I’m a huge proponent of scaffolding science concepts (and I’m probably guilty of oversimplifying) so that students can really understand what they’re learning. I assume with the emphasis put on reading and math in elementary school, student’s science exposure is pretty limited. 

And here I was. Skipping the very foundational stuff. 

Why should you start your Earth, Moon, and Sun systems unit by differentiating between earth’s rotation and revolution? 

Students get these words confused. They both start with R, they’re both pretty specific to how planets move, and they cause completely different phenomena in nature. 

In addition to our Earth rotating and revolving, planets and moons do the same thing. Our moon phases and eclipses are created by the moon revolving around the Earth. The high and low tides are caused by both the revolution of the moon and the rotation of the Earth. 

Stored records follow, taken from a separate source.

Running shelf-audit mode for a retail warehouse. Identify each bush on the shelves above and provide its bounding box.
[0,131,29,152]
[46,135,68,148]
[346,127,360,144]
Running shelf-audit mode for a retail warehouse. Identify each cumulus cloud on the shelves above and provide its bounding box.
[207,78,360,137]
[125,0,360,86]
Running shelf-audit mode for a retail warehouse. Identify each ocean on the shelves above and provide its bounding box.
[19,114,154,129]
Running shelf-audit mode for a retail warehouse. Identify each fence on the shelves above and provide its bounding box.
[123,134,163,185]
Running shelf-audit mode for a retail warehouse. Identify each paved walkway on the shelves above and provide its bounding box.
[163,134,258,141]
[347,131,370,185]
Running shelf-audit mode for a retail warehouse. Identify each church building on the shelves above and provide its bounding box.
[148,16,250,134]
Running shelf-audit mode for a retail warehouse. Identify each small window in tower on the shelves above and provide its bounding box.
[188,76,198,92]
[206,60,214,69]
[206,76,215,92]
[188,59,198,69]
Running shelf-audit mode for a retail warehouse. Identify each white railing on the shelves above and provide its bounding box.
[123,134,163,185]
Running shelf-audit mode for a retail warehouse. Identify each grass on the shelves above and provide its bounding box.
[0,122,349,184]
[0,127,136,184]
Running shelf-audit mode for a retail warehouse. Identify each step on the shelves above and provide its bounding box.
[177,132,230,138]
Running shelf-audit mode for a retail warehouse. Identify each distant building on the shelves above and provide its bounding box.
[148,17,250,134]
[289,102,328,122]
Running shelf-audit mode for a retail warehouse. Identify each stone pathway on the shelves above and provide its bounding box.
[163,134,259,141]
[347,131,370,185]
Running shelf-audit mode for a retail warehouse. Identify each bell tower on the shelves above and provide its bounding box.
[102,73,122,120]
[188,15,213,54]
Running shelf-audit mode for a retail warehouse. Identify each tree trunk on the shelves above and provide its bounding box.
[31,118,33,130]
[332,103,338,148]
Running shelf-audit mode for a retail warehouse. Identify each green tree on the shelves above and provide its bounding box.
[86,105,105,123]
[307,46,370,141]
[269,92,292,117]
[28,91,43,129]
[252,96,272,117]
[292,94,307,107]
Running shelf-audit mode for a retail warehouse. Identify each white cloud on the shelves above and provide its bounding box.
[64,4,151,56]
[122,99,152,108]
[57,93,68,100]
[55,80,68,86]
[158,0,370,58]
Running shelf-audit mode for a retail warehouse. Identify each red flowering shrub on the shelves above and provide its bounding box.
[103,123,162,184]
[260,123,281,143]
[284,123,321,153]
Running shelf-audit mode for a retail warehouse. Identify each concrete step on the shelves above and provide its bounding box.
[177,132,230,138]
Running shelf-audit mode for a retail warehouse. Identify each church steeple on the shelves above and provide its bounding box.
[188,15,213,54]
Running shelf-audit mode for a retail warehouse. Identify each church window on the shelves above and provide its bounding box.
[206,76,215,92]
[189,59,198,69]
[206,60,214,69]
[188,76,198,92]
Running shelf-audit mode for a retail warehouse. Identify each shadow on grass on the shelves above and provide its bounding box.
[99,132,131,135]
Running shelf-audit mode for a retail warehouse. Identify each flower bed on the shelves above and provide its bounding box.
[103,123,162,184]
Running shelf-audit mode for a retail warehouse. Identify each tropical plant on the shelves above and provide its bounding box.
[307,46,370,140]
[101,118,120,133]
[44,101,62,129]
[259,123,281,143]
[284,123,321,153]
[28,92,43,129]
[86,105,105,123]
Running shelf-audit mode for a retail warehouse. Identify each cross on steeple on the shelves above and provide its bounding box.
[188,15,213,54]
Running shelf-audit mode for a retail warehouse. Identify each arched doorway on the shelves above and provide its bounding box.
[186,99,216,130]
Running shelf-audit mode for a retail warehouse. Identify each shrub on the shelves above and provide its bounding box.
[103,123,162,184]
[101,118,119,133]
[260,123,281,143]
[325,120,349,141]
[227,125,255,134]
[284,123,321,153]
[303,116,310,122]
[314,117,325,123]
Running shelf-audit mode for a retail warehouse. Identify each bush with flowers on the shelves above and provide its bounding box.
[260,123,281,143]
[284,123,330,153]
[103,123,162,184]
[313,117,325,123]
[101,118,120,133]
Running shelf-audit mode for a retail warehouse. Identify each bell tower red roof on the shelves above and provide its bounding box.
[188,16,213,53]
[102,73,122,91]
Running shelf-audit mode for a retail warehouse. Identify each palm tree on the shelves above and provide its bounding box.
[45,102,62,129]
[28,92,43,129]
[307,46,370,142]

Get them familiar with rotation and revolution early

Students should fully understand the terms rotation and revolution before they determine what is caused by each phenomena. This interactive notebook is the best way to give your students a hands on opportunity to see and remember the difference between Earth’s rotation and revolution.

Your students will see the words rotation and revolution in their reading and on websites as they learn. Addressing the difference up front is such an easy way to scaffold their learning and keep them from becoming confused later on. I find it best to teach earth’s rotation and revolution at the beginning of the unit. You’ll be able to refer to each word, rather than spending multiple chunks of multiple class periods trying to undo confusion. 

Do yourself a teaching favor. Before you teach moon phases, tides, and seasons, spend a day talking about the difference between Earth’s rotation and revolution. Your student’s will thank you. 

Moon phases are caused by the moon's revolution around the earth.